The Maryland women’s lacrosse team knew Northwestern was planning to faceguard attacker Megan Whittle.

As the top-seeded Terps prepared to face the No. 3-seed Wildcats with the Big Ten Tournament title on the line Sunday afternoon, they discussed ways to run the offense that didn’t depend on Whittle being open.

Throughout the season, the Terps have turned to the sophomore to help the offense gain momentum late in games. Whittle has responded by leading the team with 61 goals.

Even though the Terps predicted Northwestern’s strategy, they struggled to find the back of the net in the first half, entering intermission tied for the first time this season. Out of the break, however, coach Cathy Reese’s squad used two scores from Whittle to emerge with a 12-9 victory in Evanston, Illinois.

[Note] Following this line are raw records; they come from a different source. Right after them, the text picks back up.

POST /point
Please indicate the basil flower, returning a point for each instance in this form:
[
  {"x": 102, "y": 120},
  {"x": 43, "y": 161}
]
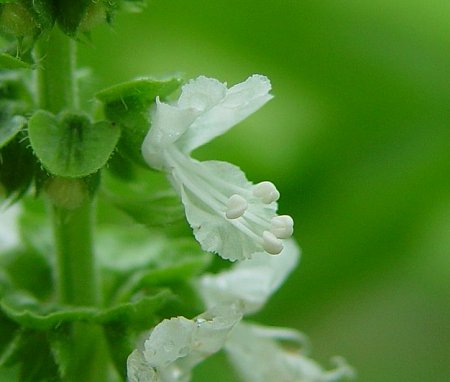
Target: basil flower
[
  {"x": 229, "y": 214},
  {"x": 176, "y": 346}
]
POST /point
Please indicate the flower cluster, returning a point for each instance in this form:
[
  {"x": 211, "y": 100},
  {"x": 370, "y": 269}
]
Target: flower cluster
[
  {"x": 236, "y": 219},
  {"x": 176, "y": 346},
  {"x": 229, "y": 215}
]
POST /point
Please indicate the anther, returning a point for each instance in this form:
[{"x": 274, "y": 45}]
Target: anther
[
  {"x": 236, "y": 206},
  {"x": 282, "y": 226},
  {"x": 266, "y": 191},
  {"x": 271, "y": 243}
]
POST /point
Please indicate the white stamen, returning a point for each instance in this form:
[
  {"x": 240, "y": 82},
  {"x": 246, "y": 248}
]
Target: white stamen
[
  {"x": 236, "y": 206},
  {"x": 271, "y": 243},
  {"x": 266, "y": 191},
  {"x": 282, "y": 226}
]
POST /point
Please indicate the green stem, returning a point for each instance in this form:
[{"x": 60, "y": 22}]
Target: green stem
[
  {"x": 56, "y": 80},
  {"x": 72, "y": 212},
  {"x": 76, "y": 268}
]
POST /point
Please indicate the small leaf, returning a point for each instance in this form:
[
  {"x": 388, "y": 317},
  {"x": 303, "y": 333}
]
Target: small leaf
[
  {"x": 31, "y": 350},
  {"x": 17, "y": 167},
  {"x": 25, "y": 310},
  {"x": 129, "y": 105},
  {"x": 10, "y": 127},
  {"x": 25, "y": 269},
  {"x": 9, "y": 62},
  {"x": 71, "y": 146},
  {"x": 148, "y": 199},
  {"x": 142, "y": 91}
]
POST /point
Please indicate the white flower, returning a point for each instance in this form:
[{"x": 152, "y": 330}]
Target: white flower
[
  {"x": 257, "y": 355},
  {"x": 250, "y": 282},
  {"x": 177, "y": 345},
  {"x": 229, "y": 214}
]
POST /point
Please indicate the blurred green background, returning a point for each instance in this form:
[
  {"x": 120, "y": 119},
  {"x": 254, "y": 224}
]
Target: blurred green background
[{"x": 357, "y": 139}]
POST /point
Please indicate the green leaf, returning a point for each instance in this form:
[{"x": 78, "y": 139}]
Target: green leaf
[
  {"x": 148, "y": 199},
  {"x": 129, "y": 105},
  {"x": 169, "y": 262},
  {"x": 70, "y": 146},
  {"x": 25, "y": 269},
  {"x": 80, "y": 16},
  {"x": 25, "y": 310},
  {"x": 9, "y": 62},
  {"x": 9, "y": 127},
  {"x": 31, "y": 350},
  {"x": 17, "y": 167}
]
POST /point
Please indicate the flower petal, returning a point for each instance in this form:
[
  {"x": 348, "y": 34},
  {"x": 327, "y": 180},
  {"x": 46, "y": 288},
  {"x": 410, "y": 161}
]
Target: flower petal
[
  {"x": 206, "y": 189},
  {"x": 177, "y": 345},
  {"x": 257, "y": 356},
  {"x": 252, "y": 281},
  {"x": 239, "y": 102},
  {"x": 168, "y": 124}
]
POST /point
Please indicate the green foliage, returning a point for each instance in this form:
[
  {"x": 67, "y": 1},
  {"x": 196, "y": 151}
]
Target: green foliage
[
  {"x": 10, "y": 62},
  {"x": 70, "y": 145},
  {"x": 128, "y": 104}
]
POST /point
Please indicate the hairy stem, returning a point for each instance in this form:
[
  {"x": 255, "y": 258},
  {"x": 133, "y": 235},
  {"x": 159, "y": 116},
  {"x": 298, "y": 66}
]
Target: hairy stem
[{"x": 72, "y": 214}]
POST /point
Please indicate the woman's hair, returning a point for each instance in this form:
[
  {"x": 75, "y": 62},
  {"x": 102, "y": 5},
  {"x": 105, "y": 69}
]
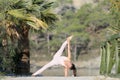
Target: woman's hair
[{"x": 74, "y": 69}]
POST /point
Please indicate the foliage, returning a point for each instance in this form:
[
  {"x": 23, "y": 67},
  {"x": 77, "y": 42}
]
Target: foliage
[
  {"x": 17, "y": 17},
  {"x": 115, "y": 13}
]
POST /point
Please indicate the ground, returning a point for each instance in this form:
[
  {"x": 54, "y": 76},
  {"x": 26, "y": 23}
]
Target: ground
[{"x": 61, "y": 78}]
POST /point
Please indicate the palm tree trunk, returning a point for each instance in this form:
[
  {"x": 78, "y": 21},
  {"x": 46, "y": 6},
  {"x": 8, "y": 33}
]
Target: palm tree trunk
[{"x": 23, "y": 63}]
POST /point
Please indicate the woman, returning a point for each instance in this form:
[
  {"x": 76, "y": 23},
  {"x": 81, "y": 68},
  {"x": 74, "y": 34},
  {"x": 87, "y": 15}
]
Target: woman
[{"x": 58, "y": 59}]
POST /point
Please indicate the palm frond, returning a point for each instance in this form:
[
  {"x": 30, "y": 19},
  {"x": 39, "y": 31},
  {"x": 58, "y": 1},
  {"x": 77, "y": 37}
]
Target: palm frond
[
  {"x": 39, "y": 23},
  {"x": 18, "y": 13},
  {"x": 31, "y": 20}
]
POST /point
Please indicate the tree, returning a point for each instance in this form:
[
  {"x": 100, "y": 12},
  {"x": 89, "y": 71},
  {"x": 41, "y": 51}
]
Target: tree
[
  {"x": 115, "y": 13},
  {"x": 18, "y": 17}
]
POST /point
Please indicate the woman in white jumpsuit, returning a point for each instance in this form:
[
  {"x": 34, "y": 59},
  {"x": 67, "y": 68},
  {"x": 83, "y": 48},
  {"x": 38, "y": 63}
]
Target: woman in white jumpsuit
[{"x": 58, "y": 59}]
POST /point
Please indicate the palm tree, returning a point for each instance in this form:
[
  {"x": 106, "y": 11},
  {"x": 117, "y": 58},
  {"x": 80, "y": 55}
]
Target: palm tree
[{"x": 18, "y": 17}]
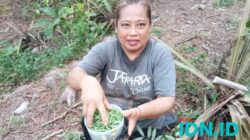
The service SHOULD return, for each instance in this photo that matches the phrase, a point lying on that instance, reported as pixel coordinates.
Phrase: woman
(137, 72)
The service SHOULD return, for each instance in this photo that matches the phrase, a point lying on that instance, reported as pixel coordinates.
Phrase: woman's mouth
(133, 42)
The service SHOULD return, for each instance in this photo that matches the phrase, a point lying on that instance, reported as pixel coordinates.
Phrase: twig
(15, 28)
(55, 119)
(230, 84)
(34, 120)
(52, 134)
(10, 120)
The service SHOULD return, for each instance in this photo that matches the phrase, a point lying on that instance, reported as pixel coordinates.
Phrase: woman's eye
(141, 24)
(125, 25)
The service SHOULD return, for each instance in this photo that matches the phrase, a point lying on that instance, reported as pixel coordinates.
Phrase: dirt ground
(196, 22)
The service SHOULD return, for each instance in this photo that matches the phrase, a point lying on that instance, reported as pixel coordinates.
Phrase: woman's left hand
(132, 115)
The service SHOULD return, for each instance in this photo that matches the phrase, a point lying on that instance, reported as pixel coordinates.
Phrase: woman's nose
(133, 31)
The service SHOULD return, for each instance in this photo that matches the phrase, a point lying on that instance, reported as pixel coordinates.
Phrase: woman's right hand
(93, 98)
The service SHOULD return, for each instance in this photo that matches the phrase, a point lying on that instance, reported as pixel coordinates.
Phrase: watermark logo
(225, 129)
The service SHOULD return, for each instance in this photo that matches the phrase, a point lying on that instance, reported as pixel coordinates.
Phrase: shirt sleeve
(95, 60)
(164, 73)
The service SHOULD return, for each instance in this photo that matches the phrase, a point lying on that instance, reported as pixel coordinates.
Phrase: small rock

“We came into the game expecting they were going to faceguard Megan,” midfielder Taylor Cummings said. “We didn’t hit all of our opportunities, but in the second half we did a better job with it.”

Once Northwestern scored the game’s first point, the Terps went on a 4-0 run. None of those goals came from Whittle.

Attacker Caroline Wannen, who Reese said took advantage of her opportunities with Whittle receiving extra attention, scored two in that spurt. The junior recorded a first-half hat trick.

The Terps fell behind three times in the first half. Without their leading goal-scorer’s full contributions, the Terps managed 10 shots in the opening 30 minutes, about eight fewer than their season average.

“We were prepared,” Reese said of the Wildcats’ tactics against Whittle. “We had added some things offensively to get Megan the ball and create some opportunities for her.”

The Terps’ plan worked out of the break, as Whittle scored twice in the period.

Whittle started and capped the Terps’ 5-0 run midway through the period that gave the team a lead it didn’t relinquish.

At the 20:57 mark, the Glenwood native deposited the ball into the lower-right corner of the net as she fell to the ground. About 14 minutes later, Whittle separated from her defender and drove to the goal again.

“We just watched Megan do her thing,” defender Nadine Hadnagy said. “When Megan’s in, she’s in. When she’s not, [the offense] played six-on-six and were able to score.”

Sunday wasn’t the first time an opposing defense has attempted to eliminate Whittle from Maryland’s offensive game plan. Early in the season, Florida and Syracuse sent double- and triple-teams to counter her.

When the Terps faced the Wildcats in College Park on March 31, it took Whittle 54 seconds to score the first of her four goals. While that wasn’t the case on Sunday, the Terps know the offense can produce without her as the team prepares to begin the NCAA tournament this weekend.

“Any time they faceguard someone, it gives the rest of us more space to operate,” Cummings said. “We just wanted to utilize that while also trying to somehow get her the ball if we could. Sometimes we were able to operate six-on-six, and it worked pretty well.”